Jul 16, 2011

“Ou est elle la Mortz toujours future ou passee apeine est-elle presente, que déjà elle n’est plus" engraved quote in the catacombs

Sitting on the steps outside the student dorm for a cigarette at around 2 am is one of the few moments I really felt like I’m in Paris. Seeing the Eiffel Tower the other day and walking the champs eilysees did nothing for me. I wasn’t expecting a moment of awe at the sight of the tower but I guess it’s just something you have to do when you are in Paris for the first time. The Parisness of the tower is diluted with the many tourists and the thousands of replications and distortions they satisfyingly create with their cameras. The garbage they leave behind after ordering food and drinks from the street vendors that profit on the millions of sightseers is different from the vomit looking crap I see outside this building where I stay. It could be some other international student’s trash who thinks they can get drunk and be reckless because they are in Paris. But I choose to romanticize this piece of crap I see before me and associate it with the thousands of people that tread the streets every day to walk to work, go to a café to read or write, buy their groceries or walk simply because it’s a beautiful city for walking. The wetness of the streets after a day of pouring rain brightens everything with reflection, and increases the sound of life in passing cars and exhausted footsteps. The damp, cold blocks of cements giving me a pleasurable chill, the streetlights piercing through the trees aligned along the road, the wet bedraggled building from across the street with the marks of shootings that were never painted over in memory of a WW2 veteran shot and killed against this wall, the smell the rain brings of trees and gasoline combined with cigarette smoke… the surroundings that I can feel with my senses make me “in the moment;” a moment of being. Existing in a different time, being a part of it because it seeps into my present and I be in it.

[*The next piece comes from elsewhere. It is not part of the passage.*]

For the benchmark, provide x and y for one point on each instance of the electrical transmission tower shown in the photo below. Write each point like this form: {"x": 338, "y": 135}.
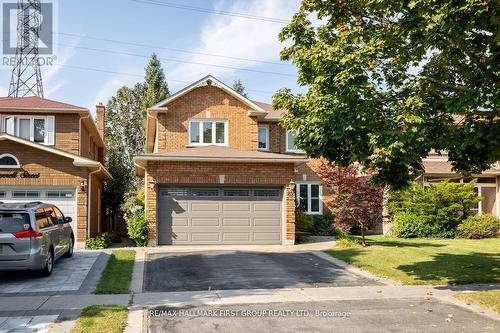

Book I'm reading: Selected Essays by George Orwell

Song I'm listening to: I'm throwing my arms around Paris - Morrissey

Mar 30, 2011

"There isn't much there if I'd need a solid soul and blood I bleed"

Happiness is loving yourself. Love is loving yourself through others*. What haunts us till our death is our narcissistic instincts. Most of our attempts at self-expression are derived from the image our ego constructs. Every "self-less" deed we enact is tainted with our need to be recognized by an other as 'good' and our hopes that it would be reflected into our self-perception and which would only feed into our selfishness. How can we convince ourselves that we can break out of it? How can we acquire a satisfaction from helping others without the narcissistic self gratification that we will always seek. Would this be found in helping the dead who is not in a conscious state of recognition? The fact that we seek something out of the deed... as little as a feeling, makes it inevitably selfish. Is breaking out of it ever a possibility? Humans will always be damned by their consciences, whether good or bad.

* Lacan and Freud through Lacan, respectively.